Hello, everyone. Speaking of crawler, I believe many programmers have heard of it. Simply speaking, it is a program that automatically captures information in batches on the network. Next, I use NetDiscovery, a crawler framework on Github, to demonstrate.
1) Why frame?
Frameworks can help us do basic work that is not directly related to the target task and keep us focused on the target task. Especially for beginners of crawler, they can quickly realize the effect and sense of achievement brought by operating crawler without having to worry about extra things. When you enter the door, try to write a crawler program independently from zero without relying on the framework, and then study the crawler framework built by others. After you can read the source code of the crawler framework, I believe you have some research on the web crawler.

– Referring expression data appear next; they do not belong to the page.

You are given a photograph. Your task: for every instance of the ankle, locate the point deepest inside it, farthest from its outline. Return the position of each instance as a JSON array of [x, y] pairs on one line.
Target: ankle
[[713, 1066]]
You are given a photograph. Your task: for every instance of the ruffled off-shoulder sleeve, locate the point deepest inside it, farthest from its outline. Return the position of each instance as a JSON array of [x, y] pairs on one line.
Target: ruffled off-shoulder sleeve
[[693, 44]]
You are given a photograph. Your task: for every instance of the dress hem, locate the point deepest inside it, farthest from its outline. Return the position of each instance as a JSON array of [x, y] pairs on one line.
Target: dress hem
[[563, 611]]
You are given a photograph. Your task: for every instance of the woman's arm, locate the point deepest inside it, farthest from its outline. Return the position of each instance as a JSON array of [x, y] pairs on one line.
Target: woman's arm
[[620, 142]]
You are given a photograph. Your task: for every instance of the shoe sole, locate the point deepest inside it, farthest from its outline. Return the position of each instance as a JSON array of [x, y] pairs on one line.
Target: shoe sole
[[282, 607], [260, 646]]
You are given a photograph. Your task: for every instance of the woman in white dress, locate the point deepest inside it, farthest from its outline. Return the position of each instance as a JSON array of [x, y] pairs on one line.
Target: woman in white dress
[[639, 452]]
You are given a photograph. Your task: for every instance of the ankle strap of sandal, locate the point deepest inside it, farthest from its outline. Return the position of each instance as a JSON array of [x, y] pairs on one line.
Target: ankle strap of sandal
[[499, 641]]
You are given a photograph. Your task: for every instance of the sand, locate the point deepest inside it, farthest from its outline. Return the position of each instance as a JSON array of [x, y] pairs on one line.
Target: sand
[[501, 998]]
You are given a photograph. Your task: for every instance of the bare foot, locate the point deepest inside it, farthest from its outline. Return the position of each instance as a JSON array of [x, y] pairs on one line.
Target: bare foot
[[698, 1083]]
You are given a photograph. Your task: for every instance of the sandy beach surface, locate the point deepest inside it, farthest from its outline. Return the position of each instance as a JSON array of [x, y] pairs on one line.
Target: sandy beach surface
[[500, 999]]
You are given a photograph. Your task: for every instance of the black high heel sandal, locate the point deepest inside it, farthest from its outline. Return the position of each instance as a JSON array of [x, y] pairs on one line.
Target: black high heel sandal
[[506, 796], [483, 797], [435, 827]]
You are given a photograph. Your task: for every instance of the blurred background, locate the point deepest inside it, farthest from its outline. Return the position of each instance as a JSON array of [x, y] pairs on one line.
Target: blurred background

2) Presentation environment
Java JDK8, IntelliJ IDEA, Google Chrome
Crawler Framework NetDiscovery: github.com/fengzhizi71…
3) Determine the crawler task
Obtain the specified job information from a recruitment website: company name, job name
4) Human flesh analysis webpage
Open the target page with Chrome, enter the search criteria, and find the page showing the job information:
The text in the red box is the information we plan to write programs to automatically retrieve.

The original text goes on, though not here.